This is the kind of data I have:
Date | Station | Param1 | Param2 |
---|---|---|---|
2020-01-01 | A | <5 | 45 |
2020-02-01 | B | <5 | 47 |
To be able to plot this data, mark the LOQ-values (<5) and compute some basic statistics, I need to create new columns with the LOQ-flag (<) and numeric values separated.
I don't have exact knowledge of the Param-names (they are actually "Fe", "Cu", "N-tot" and so on), so I would like to loop over the Param-columns (not Date and Station) and create two new columns for each Param, one with the numerical data and one with the LOQ-flag. Like this:
Date | Station | Param1_org | Param1_new | Param1_loq | Param2_org | Param2_new | Param2_loq |
---|---|---|---|---|---|---|---|
2020-01-01 | A | <5 | 5 | < | 45 | 45 | = |
2020-02-01 | B | <5 | 5 | < | 47 | 47 | = |
I have tried mutate (dplyr) but I am struggeling with how to use the conditions together with gsub inside mutate and across. I also considered using apply and a list of Params, but got lost in the code.
I need some advice on which approach to choose, and a simple example of how to achieve this. I appreciate all help given!

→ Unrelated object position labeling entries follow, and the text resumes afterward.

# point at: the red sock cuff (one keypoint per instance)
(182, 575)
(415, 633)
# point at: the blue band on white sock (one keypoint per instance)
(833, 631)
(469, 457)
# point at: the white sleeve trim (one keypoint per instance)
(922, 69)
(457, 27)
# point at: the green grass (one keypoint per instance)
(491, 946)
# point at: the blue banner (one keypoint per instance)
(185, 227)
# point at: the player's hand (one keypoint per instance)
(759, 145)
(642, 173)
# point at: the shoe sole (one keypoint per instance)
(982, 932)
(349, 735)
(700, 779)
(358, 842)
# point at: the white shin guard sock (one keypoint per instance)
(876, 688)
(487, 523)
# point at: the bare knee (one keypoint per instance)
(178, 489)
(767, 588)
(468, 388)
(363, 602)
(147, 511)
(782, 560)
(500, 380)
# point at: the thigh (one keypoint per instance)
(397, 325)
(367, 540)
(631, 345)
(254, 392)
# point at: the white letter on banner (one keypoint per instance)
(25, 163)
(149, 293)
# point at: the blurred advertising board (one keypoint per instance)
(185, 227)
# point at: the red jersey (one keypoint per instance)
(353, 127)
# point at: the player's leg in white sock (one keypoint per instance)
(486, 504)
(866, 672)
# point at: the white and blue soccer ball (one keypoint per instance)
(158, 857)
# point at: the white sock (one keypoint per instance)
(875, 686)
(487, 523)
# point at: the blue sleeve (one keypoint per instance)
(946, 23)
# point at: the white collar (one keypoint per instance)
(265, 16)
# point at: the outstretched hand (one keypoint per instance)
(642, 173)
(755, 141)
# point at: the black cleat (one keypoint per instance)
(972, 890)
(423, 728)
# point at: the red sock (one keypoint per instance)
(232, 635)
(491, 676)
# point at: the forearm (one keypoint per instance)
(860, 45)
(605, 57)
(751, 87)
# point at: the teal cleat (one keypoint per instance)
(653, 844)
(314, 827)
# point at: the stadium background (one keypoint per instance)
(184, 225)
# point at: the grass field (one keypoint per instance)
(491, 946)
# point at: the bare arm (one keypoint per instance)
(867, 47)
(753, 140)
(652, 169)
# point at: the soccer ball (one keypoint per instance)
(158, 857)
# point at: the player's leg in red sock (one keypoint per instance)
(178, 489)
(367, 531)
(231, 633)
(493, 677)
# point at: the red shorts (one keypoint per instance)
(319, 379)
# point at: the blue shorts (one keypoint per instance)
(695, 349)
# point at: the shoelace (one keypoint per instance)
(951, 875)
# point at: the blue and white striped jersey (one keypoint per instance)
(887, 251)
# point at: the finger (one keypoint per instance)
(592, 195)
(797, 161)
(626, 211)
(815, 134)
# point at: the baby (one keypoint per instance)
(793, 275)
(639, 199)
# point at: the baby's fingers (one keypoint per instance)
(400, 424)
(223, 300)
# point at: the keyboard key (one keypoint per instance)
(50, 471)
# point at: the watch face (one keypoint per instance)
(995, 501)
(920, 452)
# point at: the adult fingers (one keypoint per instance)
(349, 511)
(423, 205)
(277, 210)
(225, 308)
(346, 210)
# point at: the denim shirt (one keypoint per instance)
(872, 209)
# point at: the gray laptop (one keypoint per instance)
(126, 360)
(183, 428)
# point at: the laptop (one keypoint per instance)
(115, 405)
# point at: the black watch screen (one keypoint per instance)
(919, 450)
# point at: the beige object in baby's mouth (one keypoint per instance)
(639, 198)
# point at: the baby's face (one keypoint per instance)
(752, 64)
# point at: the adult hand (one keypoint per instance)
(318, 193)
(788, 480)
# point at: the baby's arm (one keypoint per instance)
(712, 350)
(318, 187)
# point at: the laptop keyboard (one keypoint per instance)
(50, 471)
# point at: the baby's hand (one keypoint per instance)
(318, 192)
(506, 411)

Here's the answer of your question
library(tidyverse)
data <- tibble(Date = c(as.Date("2020-01-01"), as.Date("2020-02-01")),
Station = c("A", "B"),
Param1 = c("<5", "<5"),
Param2 = c("45", "47"))
cols <- colnames(data)
param_cols <- cols[str_detect(cols, "^Param")]
for (col in param_cols) {
col_name <- paste(col, "org", sep = "_")
col_new<- paste(col, "new", sep = "_")
col_loq <- paste(col, "loq", sep = "_")
data <-data %>%
mutate(!!col_name := get(col),
!!col_new := str_extract(get(col), "\\d+"),
!!col_loq := ifelse(str_detect(get(col), "^\\d"),
"=",
ifelse(str_detect(get(col), "^<"), "<", ">")
),
!!col := NULL
)
}
print(data)
What I did is simply looping through all the columns contain Param and using mutate (again with another regex detection). The !!
is just escaping for a variable to be able for being used on dplyr argument (note: dplyr version 1.0 or higher)